• sezar'ın hakkını sezar'a verelim diyerek, hikayelerinde gayet sade bir üslup ve buna zıt olarak bir o kadar da altında hazineler yattığı ozu'nun, auteur diye tabir ettiğimiz özellikle avrupalı yönetmenler tarafından çok sevilip, sayılmasına ve sinemayı içselleştiren izleyicinin bir anda kendini ozu filmlerinde bulmasına değinmek istiyorum. roger ebert, bir yazısında diyor ya: "er ya da geç, sinemayı seven herkes ozu'ya gelir."

    anlatısı, tekniği, sinematografisi sürekli kendinden sonraki yönetmenlerce taklit edilmiştir. hadi bizden başlarsak, nuri bilge ceylan, wim wenders, abbas kiyarüstemi, jim jarmusch, tarkovski, hatta wes anderson'u sayabiliriz. çünkü adam evrensele hitap ediyor. aile, yaşlanma ve değişimin kabulü gibi evrensel temaları ele alıyor.

    örneğin, tokyo hikayesi ile ilgili şunu söyler: "çocukların büyümesini göstererek japon ailesinin çöküşünü temsil etmeye çalıştım. tokyo hikayesi'ndeki melodramatik unsur, çalışmalarımdaki en güçlü unsurlardan biridir." bu adamın sadeliği ve melodraması direkt kendi karakterinden gelir. içe kapanıktır, nahiftir. daha yaşarken filmleri japonya dışına dahi çıkmamıştır. değeri sonradan anlaşılmıştır.

    bunu çok samimi söylüyorum, filmleriyle gerçekten size bir ailenin parçası olmanın nasıl bir şey olduğunu hissettiren bir adamdır. çok sade, filmleri çok sıkıyor diyebilirsiniz ama mevzu da burada yatıyor zaten. filmlerini izlerken, anlatım stratejilerine iyi bakın. gerçi yukarıda saydığım yönetmenler de buna bakıyor. anlatım stratejileri ilginçtir çünkü örneğin, önemli olayları genellikle ekranda göstermez, yalnızca daha sonra diyalog yoluyla ortaya çıkarır. bir insanın gerçek hayatı da böyledir zaten. bir yerlerde bir şeyler yaşanır, siz bunu görmezsiniz ve bu olay direkt sizi etkiler.

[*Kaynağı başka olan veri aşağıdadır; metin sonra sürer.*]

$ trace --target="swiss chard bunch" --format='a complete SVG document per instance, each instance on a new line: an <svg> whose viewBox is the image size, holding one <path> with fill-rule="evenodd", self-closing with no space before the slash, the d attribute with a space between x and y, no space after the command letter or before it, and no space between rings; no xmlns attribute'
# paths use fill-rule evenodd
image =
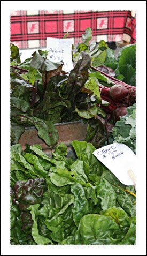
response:
<svg viewBox="0 0 147 256"><path fill-rule="evenodd" d="M76 158L57 146L49 157L38 145L11 146L11 244L135 243L135 190L74 141Z"/></svg>

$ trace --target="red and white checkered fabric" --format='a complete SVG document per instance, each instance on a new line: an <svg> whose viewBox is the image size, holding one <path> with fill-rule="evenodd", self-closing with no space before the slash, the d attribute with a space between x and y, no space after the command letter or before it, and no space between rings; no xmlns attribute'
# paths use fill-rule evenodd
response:
<svg viewBox="0 0 147 256"><path fill-rule="evenodd" d="M73 43L81 42L91 27L97 42L135 42L136 19L130 11L13 11L11 42L19 49L45 48L47 37L63 38L66 32Z"/></svg>

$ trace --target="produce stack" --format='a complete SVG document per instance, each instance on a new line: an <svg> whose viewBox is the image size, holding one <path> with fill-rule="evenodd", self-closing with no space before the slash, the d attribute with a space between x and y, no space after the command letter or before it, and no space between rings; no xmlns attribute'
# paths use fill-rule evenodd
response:
<svg viewBox="0 0 147 256"><path fill-rule="evenodd" d="M116 58L86 29L73 47L73 69L39 50L22 63L11 45L11 243L12 244L134 244L135 190L121 183L92 154L113 142L135 153L135 45ZM66 39L65 39L66 40ZM82 120L84 141L76 157L58 143L55 123ZM54 148L18 143L26 126Z"/></svg>

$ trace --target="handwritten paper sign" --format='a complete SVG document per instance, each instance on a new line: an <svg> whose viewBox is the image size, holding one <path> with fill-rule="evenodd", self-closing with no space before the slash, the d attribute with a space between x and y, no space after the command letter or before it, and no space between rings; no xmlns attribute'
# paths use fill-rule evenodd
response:
<svg viewBox="0 0 147 256"><path fill-rule="evenodd" d="M70 72L73 69L72 46L72 41L70 39L47 37L48 59L56 63L63 61L64 65L62 69L65 72Z"/></svg>
<svg viewBox="0 0 147 256"><path fill-rule="evenodd" d="M136 156L126 145L113 143L96 149L93 154L121 182L127 185L134 185L130 170L135 176Z"/></svg>

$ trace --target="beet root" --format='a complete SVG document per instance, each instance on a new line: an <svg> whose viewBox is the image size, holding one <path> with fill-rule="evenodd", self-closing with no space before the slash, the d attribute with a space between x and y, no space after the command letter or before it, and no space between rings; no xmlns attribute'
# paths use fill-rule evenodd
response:
<svg viewBox="0 0 147 256"><path fill-rule="evenodd" d="M128 92L128 89L123 85L114 85L111 87L109 95L114 101L118 102L126 97Z"/></svg>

    velhasıl, belirli bir yaşa ya da kemale erdiğinizde hayatın içi boşluğunu, yaşamın sadelik dışında pek de bir numarası olmadığını, kendini ifade etmenin ve çevrenizdeki insanlara bunu yansıtmanın basit diyaloglarda gizli olduğunu anladığınızda kendinizi ozu filmlerinin şefkatli kollarına bırakabilirsiniz.
  • wim wenders'in hakkında "eğer sinema sanatı bir tek kişiyle özdeşleşecek olsaydı, bu kişi yasujiro ozu olurdu" dediği sinemacı. mezar taşının üzerinde 'hiç' ya da 'boşluk' anlamına gelen bir japon simgesi bulunur.
  • 3 filmini izledim kendisinin, sanirim simdi simdi yetkin bir kac laf edebilirim giyabinda. ozu'nun benim izledigim üc filmi de ayni filmdi. sadece hikayelerde ufak ufak bir iki ayrinti degisikligi, ve ayni oyuncularin farkli farkli rolleri var idi. ne idi bu dünyanin temel özellikleri? nasil ki jane austen'in dünyasi, kabaca bir bakisla, evlenmek icün en uygun koca arayisindaki kadinlardan mürekkep, kendine has deger yargilari ve kurallari olan bir dünya ise ve okumaktan alinan edebi zevk ancak o dünyanin kurallarini kabullenerek anlamlanacaksa, ozu'nun da mütevazi bir dünyasi var, ögeleri ise sunlar:

    -hafiften cocuksu, muzip yasli adamlar. bu adamlar ozu'nun filmlerinde siklikla bir araya gelip eski günleri yadeder, kendi aralarinda özel espriler yaparlar, sake ve bira icip keyfe gelirler.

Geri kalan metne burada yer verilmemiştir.